The economy is not on auto pilot like it was under Trump. In order to get inflation in-check, interest rates were increased, this would cause less economic activity, fewer dollars chasing goods, and fewer jobs making it a employer market and salary inlfation slowing. It really slowed down the housing market. This is the trick the Feds are trying to manage, can they bring inflation down without causing a protracted recession. Some called this a "soft landing".
The analyst I talked to believes we will finally see a decrease in the Fed rate in Sept. They will continue to do this over time with the intention of lowering rates to hopefully cause more economic activity.

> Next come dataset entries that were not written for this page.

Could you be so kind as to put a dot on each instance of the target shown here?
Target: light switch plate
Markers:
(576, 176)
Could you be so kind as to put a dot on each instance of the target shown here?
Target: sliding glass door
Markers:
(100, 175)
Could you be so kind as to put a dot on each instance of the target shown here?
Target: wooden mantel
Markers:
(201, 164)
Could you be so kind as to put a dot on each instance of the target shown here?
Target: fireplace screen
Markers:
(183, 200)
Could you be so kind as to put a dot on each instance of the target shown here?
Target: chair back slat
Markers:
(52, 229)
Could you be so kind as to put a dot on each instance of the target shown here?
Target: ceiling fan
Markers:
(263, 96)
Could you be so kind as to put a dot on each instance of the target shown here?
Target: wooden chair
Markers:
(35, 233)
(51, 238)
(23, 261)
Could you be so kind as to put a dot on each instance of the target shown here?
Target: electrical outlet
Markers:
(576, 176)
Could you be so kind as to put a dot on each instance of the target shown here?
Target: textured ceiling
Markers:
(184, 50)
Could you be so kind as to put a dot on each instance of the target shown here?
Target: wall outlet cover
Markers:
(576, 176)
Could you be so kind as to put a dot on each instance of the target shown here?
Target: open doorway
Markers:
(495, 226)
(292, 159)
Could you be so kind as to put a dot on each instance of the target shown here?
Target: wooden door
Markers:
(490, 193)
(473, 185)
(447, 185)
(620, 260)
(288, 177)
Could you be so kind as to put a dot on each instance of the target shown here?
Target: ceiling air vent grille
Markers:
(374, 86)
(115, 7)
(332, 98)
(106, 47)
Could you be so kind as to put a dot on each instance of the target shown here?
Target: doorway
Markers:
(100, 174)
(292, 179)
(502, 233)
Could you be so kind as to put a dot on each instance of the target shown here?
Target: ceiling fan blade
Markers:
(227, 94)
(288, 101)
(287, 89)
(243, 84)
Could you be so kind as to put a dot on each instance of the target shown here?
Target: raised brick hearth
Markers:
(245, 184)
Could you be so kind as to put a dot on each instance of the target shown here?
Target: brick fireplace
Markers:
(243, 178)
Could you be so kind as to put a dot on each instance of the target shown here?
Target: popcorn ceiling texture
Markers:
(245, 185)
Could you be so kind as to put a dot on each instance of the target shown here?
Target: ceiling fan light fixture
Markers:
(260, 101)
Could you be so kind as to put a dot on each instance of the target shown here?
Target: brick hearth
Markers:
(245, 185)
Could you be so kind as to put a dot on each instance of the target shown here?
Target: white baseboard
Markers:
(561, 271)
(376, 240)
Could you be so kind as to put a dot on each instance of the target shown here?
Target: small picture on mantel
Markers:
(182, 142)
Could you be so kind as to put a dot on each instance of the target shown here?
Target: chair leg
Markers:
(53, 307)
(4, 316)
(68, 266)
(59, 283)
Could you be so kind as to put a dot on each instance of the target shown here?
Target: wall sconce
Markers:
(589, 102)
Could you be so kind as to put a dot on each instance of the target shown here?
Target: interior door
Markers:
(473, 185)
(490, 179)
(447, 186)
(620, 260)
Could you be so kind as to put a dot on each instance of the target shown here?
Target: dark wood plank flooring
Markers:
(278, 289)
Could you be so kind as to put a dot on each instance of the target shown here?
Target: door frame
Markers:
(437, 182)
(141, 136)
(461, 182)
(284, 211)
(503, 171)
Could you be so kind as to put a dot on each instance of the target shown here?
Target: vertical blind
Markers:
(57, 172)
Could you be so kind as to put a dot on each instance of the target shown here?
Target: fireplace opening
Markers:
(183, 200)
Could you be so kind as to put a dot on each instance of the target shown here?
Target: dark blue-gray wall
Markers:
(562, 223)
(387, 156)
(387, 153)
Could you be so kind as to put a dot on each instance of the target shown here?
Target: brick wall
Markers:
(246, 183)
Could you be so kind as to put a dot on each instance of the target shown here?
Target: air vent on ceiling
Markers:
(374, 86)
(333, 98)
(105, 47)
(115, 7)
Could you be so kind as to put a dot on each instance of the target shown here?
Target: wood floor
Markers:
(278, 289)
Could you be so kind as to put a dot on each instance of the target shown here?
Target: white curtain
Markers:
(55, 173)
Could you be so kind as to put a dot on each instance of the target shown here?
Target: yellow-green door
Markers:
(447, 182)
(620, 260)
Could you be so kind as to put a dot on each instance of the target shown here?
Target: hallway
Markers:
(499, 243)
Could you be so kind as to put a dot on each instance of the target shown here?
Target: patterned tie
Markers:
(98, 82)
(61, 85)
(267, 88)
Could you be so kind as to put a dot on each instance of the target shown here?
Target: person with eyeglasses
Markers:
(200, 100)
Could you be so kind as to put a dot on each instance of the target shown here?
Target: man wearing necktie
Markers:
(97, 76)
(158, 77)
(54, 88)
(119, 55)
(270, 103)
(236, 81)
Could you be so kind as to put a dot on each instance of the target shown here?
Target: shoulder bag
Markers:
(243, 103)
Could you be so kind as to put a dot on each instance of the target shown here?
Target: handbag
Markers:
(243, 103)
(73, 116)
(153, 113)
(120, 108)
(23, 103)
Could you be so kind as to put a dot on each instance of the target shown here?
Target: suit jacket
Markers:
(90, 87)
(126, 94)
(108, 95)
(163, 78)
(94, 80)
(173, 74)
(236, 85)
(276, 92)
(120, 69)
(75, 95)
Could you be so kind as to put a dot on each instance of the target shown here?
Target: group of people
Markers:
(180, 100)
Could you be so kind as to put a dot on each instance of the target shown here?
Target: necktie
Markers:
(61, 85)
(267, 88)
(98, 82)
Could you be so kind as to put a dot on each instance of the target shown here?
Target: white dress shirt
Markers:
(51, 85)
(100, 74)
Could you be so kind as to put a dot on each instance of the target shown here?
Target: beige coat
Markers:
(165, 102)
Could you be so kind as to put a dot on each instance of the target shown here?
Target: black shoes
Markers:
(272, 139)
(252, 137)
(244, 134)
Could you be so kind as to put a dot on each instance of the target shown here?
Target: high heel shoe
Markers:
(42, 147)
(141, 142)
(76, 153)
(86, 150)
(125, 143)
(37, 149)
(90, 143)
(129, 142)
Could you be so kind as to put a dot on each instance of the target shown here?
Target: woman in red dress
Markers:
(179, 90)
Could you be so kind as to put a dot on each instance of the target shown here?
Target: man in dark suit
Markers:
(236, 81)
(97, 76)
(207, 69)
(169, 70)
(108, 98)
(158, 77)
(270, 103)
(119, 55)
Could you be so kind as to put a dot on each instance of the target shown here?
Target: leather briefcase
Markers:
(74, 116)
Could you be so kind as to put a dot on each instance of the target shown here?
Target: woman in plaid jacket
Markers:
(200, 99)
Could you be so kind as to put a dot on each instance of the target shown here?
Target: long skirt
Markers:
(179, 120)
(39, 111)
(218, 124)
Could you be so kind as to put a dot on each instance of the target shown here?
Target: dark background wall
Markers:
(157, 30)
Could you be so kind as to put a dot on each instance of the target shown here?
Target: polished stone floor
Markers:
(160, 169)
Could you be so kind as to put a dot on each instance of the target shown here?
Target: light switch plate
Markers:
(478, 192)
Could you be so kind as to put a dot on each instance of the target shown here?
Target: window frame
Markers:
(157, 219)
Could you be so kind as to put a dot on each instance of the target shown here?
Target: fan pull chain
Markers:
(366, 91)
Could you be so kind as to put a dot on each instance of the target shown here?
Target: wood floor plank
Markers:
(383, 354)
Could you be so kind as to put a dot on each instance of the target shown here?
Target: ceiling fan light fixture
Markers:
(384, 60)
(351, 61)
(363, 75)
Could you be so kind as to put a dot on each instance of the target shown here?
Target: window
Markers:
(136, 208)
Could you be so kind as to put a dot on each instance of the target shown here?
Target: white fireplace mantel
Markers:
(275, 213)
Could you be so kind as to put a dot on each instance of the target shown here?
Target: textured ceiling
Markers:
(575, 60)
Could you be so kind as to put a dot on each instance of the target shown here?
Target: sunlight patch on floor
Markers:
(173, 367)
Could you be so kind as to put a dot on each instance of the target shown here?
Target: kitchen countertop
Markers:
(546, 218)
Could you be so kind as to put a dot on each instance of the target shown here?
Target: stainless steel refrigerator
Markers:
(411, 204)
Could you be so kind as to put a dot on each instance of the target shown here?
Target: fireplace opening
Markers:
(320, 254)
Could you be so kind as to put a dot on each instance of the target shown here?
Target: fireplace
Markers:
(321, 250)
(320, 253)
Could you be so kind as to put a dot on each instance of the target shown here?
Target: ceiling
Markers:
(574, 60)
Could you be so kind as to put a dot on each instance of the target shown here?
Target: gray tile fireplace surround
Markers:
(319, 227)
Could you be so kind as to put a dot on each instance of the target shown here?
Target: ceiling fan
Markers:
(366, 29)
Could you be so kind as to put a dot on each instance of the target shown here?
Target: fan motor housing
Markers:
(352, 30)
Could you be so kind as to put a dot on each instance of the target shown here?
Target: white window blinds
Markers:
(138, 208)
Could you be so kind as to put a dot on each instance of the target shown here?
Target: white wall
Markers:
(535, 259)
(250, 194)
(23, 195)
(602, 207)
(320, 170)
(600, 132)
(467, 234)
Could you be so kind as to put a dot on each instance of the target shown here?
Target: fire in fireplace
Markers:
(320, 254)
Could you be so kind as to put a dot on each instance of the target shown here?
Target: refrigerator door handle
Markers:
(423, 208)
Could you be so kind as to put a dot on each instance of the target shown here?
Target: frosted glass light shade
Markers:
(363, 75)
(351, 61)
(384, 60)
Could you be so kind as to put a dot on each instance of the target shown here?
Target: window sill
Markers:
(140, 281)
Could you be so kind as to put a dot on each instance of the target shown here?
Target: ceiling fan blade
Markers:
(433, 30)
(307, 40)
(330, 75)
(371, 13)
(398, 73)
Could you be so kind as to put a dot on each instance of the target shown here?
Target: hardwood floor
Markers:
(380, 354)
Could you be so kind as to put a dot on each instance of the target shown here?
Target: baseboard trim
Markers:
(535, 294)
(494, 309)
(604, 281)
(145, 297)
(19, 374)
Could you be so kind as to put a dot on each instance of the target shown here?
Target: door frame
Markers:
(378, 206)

Analysts are see at the small cap stocks as more favorable, your large caps had more cash reserves and so interest rate increases did not impact them as much as it did for small cap stocks and even small businesses. Decreasing interest rates will allow smaller companies access to more capital and at cheaper rates.

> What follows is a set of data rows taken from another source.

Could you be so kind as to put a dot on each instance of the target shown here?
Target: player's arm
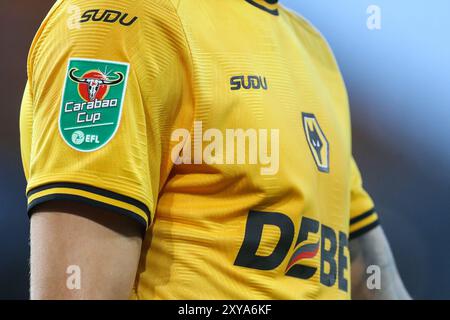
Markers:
(80, 251)
(372, 249)
(94, 173)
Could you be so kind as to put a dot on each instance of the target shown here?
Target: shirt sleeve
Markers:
(106, 86)
(363, 216)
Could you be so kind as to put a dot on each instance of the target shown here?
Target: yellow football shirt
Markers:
(221, 126)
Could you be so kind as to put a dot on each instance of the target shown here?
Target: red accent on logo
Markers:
(101, 89)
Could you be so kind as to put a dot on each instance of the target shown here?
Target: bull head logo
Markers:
(97, 83)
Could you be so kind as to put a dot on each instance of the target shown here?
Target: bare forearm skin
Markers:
(372, 249)
(104, 246)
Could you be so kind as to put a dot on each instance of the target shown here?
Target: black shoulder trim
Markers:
(360, 232)
(362, 216)
(260, 6)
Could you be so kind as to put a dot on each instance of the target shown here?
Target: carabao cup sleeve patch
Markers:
(92, 102)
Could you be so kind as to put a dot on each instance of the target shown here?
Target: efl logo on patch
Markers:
(92, 102)
(318, 143)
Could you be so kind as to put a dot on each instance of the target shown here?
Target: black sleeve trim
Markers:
(102, 192)
(68, 197)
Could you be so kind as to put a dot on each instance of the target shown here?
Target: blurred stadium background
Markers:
(398, 79)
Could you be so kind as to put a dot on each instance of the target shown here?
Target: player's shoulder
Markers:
(299, 22)
(309, 35)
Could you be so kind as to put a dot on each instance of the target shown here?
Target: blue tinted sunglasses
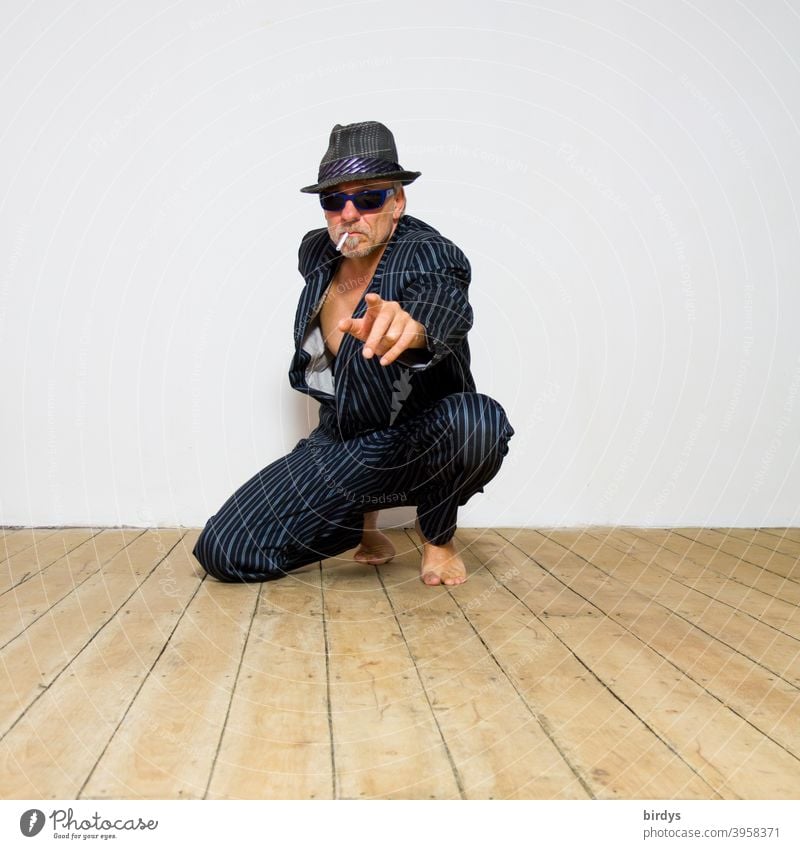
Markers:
(367, 200)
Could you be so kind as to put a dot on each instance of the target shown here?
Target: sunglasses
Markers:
(367, 200)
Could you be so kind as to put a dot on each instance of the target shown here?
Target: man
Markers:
(380, 341)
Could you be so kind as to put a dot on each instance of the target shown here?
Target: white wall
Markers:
(622, 176)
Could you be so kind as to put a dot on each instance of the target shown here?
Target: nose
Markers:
(350, 213)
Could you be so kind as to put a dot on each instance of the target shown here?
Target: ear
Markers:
(399, 204)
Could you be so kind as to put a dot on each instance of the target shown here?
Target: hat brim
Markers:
(404, 177)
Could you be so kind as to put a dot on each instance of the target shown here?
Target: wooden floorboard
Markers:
(574, 663)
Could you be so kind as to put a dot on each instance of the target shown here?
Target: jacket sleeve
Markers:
(438, 300)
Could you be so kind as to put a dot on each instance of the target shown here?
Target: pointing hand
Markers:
(386, 329)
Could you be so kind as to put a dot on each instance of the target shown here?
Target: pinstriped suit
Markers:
(414, 432)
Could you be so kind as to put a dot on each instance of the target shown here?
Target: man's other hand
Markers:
(386, 329)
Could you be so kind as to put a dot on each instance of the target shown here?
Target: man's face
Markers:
(368, 230)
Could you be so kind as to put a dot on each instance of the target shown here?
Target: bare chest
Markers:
(340, 302)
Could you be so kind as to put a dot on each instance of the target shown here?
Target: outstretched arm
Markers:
(387, 330)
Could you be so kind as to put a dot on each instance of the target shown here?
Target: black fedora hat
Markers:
(360, 151)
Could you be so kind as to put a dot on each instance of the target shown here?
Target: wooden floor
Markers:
(605, 663)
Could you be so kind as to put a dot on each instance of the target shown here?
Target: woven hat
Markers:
(360, 152)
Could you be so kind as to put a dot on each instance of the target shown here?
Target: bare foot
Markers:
(441, 564)
(375, 548)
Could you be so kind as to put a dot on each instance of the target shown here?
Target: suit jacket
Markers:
(429, 276)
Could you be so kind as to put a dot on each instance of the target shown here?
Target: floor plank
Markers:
(744, 686)
(276, 743)
(88, 701)
(725, 749)
(15, 540)
(165, 746)
(34, 659)
(659, 573)
(28, 601)
(711, 544)
(497, 744)
(609, 746)
(574, 663)
(386, 740)
(32, 560)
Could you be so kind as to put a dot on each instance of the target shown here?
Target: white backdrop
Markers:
(622, 177)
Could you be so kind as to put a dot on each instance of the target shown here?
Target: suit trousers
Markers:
(309, 505)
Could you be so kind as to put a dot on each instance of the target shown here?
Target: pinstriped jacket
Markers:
(429, 276)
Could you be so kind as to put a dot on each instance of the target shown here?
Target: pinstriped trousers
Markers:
(309, 505)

As interest rates decrease, people will move away from bonds to stocks. I purchased a 9 month bond at 5.29% yesterday, that is a safe bet given we may see 2 interest rate decreases in that time frame, and can get a better return than CD's or treasury sweep account. After that, there will be an opportunity to purchase stocks if you are not invested in stocks or have some excess cash to invest at a good market / price point and see some good market gains as the economy recovers.